To calculate ΔH for the reaction C2H6 → C2H2 + 2H2 using Hess's Law, we need to use the given equations and manipulate them to obtain the desired reaction.
First, we need to reverse the direction of the second equation:
2CO2 + H2O → C2H2 + 5/2O2
Then, we multiply the first equation by 2 and the third equation by 2:
2(C2H2 + 5/2O2 → 2CO2 + H2O)
2(C2H6 → C2H2 + 2H2)
Now, we can add the equations together, canceling out any species that appear on both sides of the reaction:
2C2H6 + 7O2 → 4CO2 + 6H2O
2C2H2 + 5O2 → 4CO2 + 2H2O
Next, we want to eliminate the extra O2 and H2O in the second equation. We can do this by doubling the first equation and canceling out the appropriate species:
4C2H2 + 10O2 → 8CO2 + 4H2O
2C2H2 + 5O2 → 4CO2 + 2H2O
Finally, we subtract the second equation from the first equation:
2C2H6 + 7O2 - (2C2H2 + 5O2) → 4CO2 + 6H2O - (4CO2 + 2H2O)

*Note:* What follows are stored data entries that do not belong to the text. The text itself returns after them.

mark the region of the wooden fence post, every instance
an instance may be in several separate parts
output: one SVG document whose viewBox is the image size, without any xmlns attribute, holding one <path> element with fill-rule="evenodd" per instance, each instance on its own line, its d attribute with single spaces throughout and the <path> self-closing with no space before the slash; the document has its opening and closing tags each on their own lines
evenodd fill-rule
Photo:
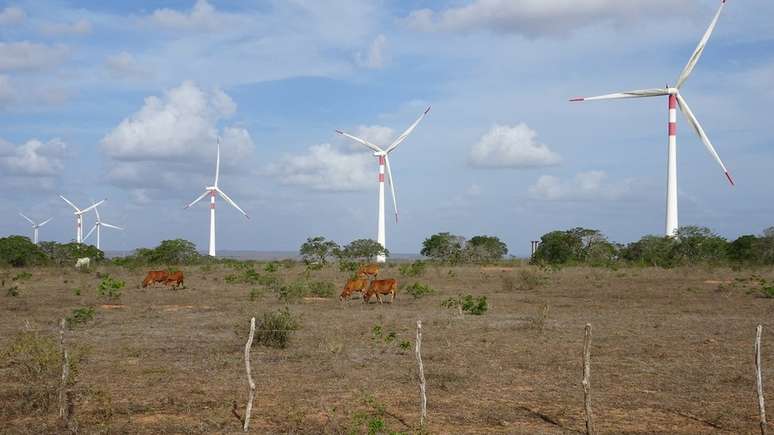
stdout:
<svg viewBox="0 0 774 435">
<path fill-rule="evenodd" d="M 59 322 L 59 350 L 62 352 L 62 382 L 59 385 L 59 418 L 65 422 L 69 420 L 67 413 L 67 378 L 70 377 L 70 358 L 65 347 L 65 319 Z"/>
<path fill-rule="evenodd" d="M 586 433 L 594 435 L 594 417 L 591 413 L 591 324 L 587 323 L 583 339 L 583 402 L 586 411 Z"/>
<path fill-rule="evenodd" d="M 758 391 L 758 412 L 760 415 L 761 435 L 766 435 L 766 406 L 763 401 L 763 376 L 761 375 L 761 334 L 763 326 L 755 331 L 755 383 Z"/>
<path fill-rule="evenodd" d="M 422 365 L 422 321 L 417 320 L 417 343 L 416 343 L 416 355 L 417 364 L 419 365 L 419 399 L 420 399 L 420 416 L 419 425 L 424 426 L 427 419 L 427 386 L 425 384 L 425 368 Z"/>
<path fill-rule="evenodd" d="M 247 343 L 245 343 L 245 371 L 247 372 L 247 384 L 250 386 L 250 396 L 247 399 L 245 425 L 243 427 L 245 432 L 247 432 L 247 428 L 250 426 L 250 412 L 253 410 L 253 399 L 255 398 L 255 382 L 253 382 L 253 375 L 250 373 L 250 348 L 253 346 L 254 335 L 255 317 L 250 319 L 250 335 L 247 337 Z"/>
</svg>

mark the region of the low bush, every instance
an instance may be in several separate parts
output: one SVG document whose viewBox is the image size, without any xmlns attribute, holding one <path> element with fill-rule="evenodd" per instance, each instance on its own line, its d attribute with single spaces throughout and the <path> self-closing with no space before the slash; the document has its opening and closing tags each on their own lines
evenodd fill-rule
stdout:
<svg viewBox="0 0 774 435">
<path fill-rule="evenodd" d="M 94 307 L 76 308 L 73 310 L 72 314 L 65 318 L 67 328 L 73 329 L 75 326 L 88 323 L 94 319 L 96 314 L 97 310 L 95 310 Z"/>
<path fill-rule="evenodd" d="M 264 295 L 264 291 L 261 288 L 253 287 L 250 289 L 250 292 L 247 294 L 248 298 L 251 301 L 256 301 L 258 299 L 261 299 Z"/>
<path fill-rule="evenodd" d="M 332 297 L 336 292 L 336 286 L 328 281 L 312 281 L 308 284 L 309 294 L 321 298 Z"/>
<path fill-rule="evenodd" d="M 15 286 L 15 285 L 11 286 L 11 287 L 8 287 L 5 290 L 5 295 L 8 296 L 8 297 L 12 297 L 12 298 L 15 298 L 15 297 L 19 296 L 19 287 Z"/>
<path fill-rule="evenodd" d="M 279 270 L 279 264 L 274 261 L 270 261 L 263 266 L 263 271 L 268 273 L 274 273 Z"/>
<path fill-rule="evenodd" d="M 411 296 L 414 296 L 414 299 L 419 299 L 421 297 L 435 293 L 434 288 L 430 287 L 427 284 L 421 284 L 418 282 L 415 282 L 414 284 L 406 286 L 404 288 L 404 291 L 410 294 Z"/>
<path fill-rule="evenodd" d="M 441 306 L 449 309 L 457 309 L 460 312 L 480 316 L 489 309 L 486 296 L 473 297 L 472 295 L 459 295 L 441 302 Z"/>
<path fill-rule="evenodd" d="M 417 260 L 412 263 L 404 263 L 398 267 L 400 274 L 407 277 L 422 276 L 427 269 L 427 263 L 422 260 Z"/>
<path fill-rule="evenodd" d="M 309 287 L 305 281 L 295 281 L 278 285 L 274 289 L 277 298 L 283 302 L 296 302 L 309 293 Z"/>
<path fill-rule="evenodd" d="M 105 276 L 97 287 L 97 295 L 108 299 L 118 299 L 121 297 L 121 289 L 126 283 L 120 279 Z"/>
<path fill-rule="evenodd" d="M 11 278 L 12 281 L 26 281 L 28 279 L 32 278 L 32 274 L 29 272 L 20 272 L 17 273 L 16 276 Z"/>
<path fill-rule="evenodd" d="M 534 290 L 543 284 L 544 277 L 541 273 L 530 269 L 522 269 L 514 276 L 505 275 L 502 278 L 503 291 Z"/>
<path fill-rule="evenodd" d="M 293 334 L 301 329 L 301 322 L 288 307 L 264 313 L 255 327 L 255 342 L 278 349 L 287 347 Z"/>
</svg>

Simplifying the equation, we get:
2C2H6 + 7O2 - 2C2H2 - 5O2 → 4CO2 + 6H2O - 4CO2 - 2H2O
Cancelling out the like terms:
2C2H6 - 2C2H2 + 7O2 - 5O2 → 6H2O - 2H2O
Simplifying further:
2C2H6 - 2C2H2 + 2O2 → 4H2O
The ΔH for the reaction C2H6 → C2H2 + 2H2 can be calculated by summing the enthalpies from the reactions we used to manipulate the equations:
ΔH = -(3120 kJ) - (-1300 kJ) - (-572 kJ)
ΔH = -3120 kJ + 1300 kJ - 572 kJ
ΔH = -2392 kJ
Therefore, the ΔH for the reaction C2H6 → C2H2 + 2H2 is -2392 kJ.